Вернулся он через четыре месяца. Фру Ларсен за это время окрепла и даже несколько пополнела. Седина, правда, усилилась, но фигура и движение возвращали ее к прежним годам. И, глядя на нее, Свен вспомнил старое прозвище Зигрид: Валькирия. В то же время и он привез хорошие новости. Измерения показали неудержимый рост подводной тверди, стремительно обраставшей пловучим балластом. Цифры, которые удалось установить в последний раз, превосходили все предыдущие расчеты. С такими данными он бодрым явился к Зигрид.

Она встретила его дружески, горячо пожимала ему руку, но в голосе ее звучал деловой холодок. Свен почувствовал это и продолжал обращаться к ней с почтительностью маленького служащего.

Когда все деловое было сказано, Зигрид вздохнула и заметила:

— Как все это было хорошо, если бы осталась жива моя бедная дочь. Я так одинока без нее. Я впервые узнала, что такое скука.

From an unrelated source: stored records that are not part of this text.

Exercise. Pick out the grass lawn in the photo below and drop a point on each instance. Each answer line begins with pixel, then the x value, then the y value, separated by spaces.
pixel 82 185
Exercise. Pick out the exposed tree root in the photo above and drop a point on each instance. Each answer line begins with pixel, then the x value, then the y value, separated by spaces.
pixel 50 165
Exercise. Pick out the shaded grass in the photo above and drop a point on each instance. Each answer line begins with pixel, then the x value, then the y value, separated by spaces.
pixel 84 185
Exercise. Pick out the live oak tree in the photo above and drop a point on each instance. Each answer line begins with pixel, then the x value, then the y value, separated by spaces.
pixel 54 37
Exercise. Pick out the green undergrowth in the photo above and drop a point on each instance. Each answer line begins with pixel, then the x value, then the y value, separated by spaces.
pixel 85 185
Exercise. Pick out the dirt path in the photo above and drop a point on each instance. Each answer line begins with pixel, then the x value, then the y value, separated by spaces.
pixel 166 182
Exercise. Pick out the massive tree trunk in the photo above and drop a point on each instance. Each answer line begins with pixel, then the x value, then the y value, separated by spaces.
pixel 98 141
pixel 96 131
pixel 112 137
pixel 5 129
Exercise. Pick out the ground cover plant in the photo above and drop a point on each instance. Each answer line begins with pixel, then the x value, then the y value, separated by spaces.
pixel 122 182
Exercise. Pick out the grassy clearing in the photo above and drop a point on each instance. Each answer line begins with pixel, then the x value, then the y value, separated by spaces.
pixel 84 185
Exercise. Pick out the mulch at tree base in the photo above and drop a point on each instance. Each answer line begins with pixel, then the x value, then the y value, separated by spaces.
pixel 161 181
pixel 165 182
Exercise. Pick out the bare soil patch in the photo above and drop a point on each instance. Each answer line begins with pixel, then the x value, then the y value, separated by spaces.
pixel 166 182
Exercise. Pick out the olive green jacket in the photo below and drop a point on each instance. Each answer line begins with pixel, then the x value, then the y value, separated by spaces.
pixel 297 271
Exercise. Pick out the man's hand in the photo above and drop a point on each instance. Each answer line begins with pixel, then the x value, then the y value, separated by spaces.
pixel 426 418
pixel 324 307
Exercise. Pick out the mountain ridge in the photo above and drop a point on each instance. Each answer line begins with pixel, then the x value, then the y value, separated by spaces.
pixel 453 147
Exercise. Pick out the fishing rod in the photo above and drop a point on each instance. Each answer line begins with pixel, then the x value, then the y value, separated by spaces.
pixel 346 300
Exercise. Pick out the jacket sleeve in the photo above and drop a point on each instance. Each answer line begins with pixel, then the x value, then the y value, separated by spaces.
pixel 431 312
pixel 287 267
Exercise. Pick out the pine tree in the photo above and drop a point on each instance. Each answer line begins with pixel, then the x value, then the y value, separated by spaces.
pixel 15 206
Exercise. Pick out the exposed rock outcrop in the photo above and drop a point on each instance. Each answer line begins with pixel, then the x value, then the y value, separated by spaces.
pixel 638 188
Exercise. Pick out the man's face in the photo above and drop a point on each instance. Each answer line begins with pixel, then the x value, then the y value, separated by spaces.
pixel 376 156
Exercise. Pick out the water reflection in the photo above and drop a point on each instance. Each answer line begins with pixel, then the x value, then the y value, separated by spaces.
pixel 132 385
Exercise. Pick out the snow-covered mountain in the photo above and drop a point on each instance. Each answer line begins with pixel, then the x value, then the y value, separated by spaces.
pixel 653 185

Свен слегка прикусил губу, опустил глаза и заклинающим голосом сказал ей:

— Дорогая фру Ларсен. Я осмеливаюсь напомнить вам, что Бы забыто об одном своем преданном друге. Вы забыли о нем. Впрочем, вы давно о нем забыли.

Этим он напомнил ей, что уже больше года они не встречались интимно.

Зигрид с трудом дослушала его до конца.

— Оставим это, Свен, — заметила она, отворачивая в сторону нахмуренное лицо. — Оставим. Всему бывает конец. Я уже стара. Нельзя быть смешной даже в собственных глазах. Мне уже 52 года.

— Для меня вы та же, что были раньше, — с глубокой дрожью в голосе подхватил Свен и поднялся со стула, потому что внутренний огонь потребовал от него широких, свободных жестов. — Такая же, какой я помню вас на яхте. И с меня этого достаточно.

— Это галлюцинации, — небрежно обронила Зигрид и резко выдвинула ящик письменного стола, точно желая там что-то отыскать. — Галлюцинации. И с ними нельзя считаться. Вот смотрите: складки у рта. Они выдают мои годы.

— Я их не вижу, — отмахнулся Свен. — И не хочу их видеть. Не думайте о них и вы, фру Ларсен. Главное это то, что вы чувствуете.